What Is Post-Traumatic Stress Disorder?
Post-traumatic stress disorder, also known as PTSD, is among only a few mental illnesses that are triggered by a disturbing outside event, unlike other psychiatric disorders such as clinical depression.
Many Americans experience individual traumatic events ranging from car and airplane accidents to sexual assault and domestic violence. Other experiences, including those associated with natural disasters, such as hurricanes, earthquakes, and tornadoes, affect multiple people simultaneously. Simply put, PTSD is a state in which you “can’t stop remembering.”
In one out of 10 Americans, the traumatic event causes a cascade of psychological and biological changes known as post-traumatic stress disorder. Wars throughout the ages often triggered what some people used to call “shell shock,” in which returning soldiers were unable to adapt to life after war. Although each successive war brings about renewed attention on this syndrome, it wasn’t until the Vietnam War that PTSD was first identified and given this name.
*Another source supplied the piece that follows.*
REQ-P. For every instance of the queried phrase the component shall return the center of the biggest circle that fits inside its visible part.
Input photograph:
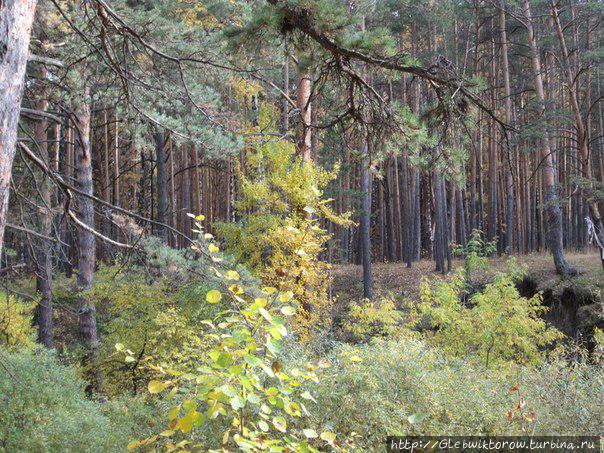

Now, mental health providers such as psychiatrists, psychologists, and other health care professionals can attempt to understand people’s response to these traumatic events and help them recover from the impact of the trauma.
Although the disorder must be diagnosed by a mental health professional, symptoms of PTSD are clearly defined. To be diagnosed with PTSD, you must have been in a situation in which placed you at risk for death, serious injury, or sexual violation. Traumatic, life-threatening events leading to PTSD must have been witnessed or experienced in person, and not through media, pictures, television or movies.
The type and severity of a trauma can be associated with the likelihood for developing PTSD, although many factors contribute to overall risk and symptom severity. The most severely affected may have trouble working, maintaining relationships, and effectively parenting their children.
Research has shown that PTSD is associated with changes in brain function (and, people with certain pre-existing abnormalities in the brain’s stress-response system may be predisposed to develop PTSD after exposure to traumatic events). MRI (magnetic resonance imaging) and PET (positron emission tomography) scans show changes in the way memories are stored in the brain. PTSD is an environmental shock that changes your brain, and scientists do not know if it is reversible.
- In the United States, 60% of men and 50% of women experience a traumatic event during their lifetimes. Of those, 8% of men and 20% of women may develop PTSD. A higher proportion of people who are raped develop PTSD than those who suffer any other traumatic event. Because women are much more likely to be raped than men (9% versus less than 1%), this helps explain the higher prevalence of PTSD in women than men.
- Some 88% of men and 79% of women with PTSD also have another psychiatric disorder. Nearly half suffer from major depression, 16% from other types of anxiety disorders besides PTSD, and 28% from social phobia. They also are more likely to have risky health behaviors such as alcohol abuse, which affects 52% of men with PTSD and 28% of women, while drug abuse is seen in 35% of men and 27% of women with PTSD.
- More than half of all Vietnam veterans, about 1.7 million, have experienced symptoms of PTSD. Although 60% of war veterans with PTSD have had serious medical problems, only 6% of them have a problem due to injury in combat.
- African Americans, when they are exposed to trauma, are more likely to develop PTSD than whites.
- People who are exposed to the most intense trauma are the most likely to develop PTSD. The higher the degree of exposure to trauma, the more likely you are to develop PTSD. So, if something happens to you more than once or if something occurs to you over a very long period of time, the likelihood of developing PTSD is increased.
- Sometimes, people who have heart attacks, cancer or other serious medical problems that pose a sudden threat to one’s physical integrity and produce feelings of horror and helplessness may develop PTSD.
- Refugees ( people who have been through war conditions in their native country or fled from conflict) may develop PTSD and often go years without treatment.
- New mothers may develop PTSD after an unusually difficult delivery during childbirth. Also, patients who regain partial consciousness during surgery under general anesthesia may be at risk for developing PTSD.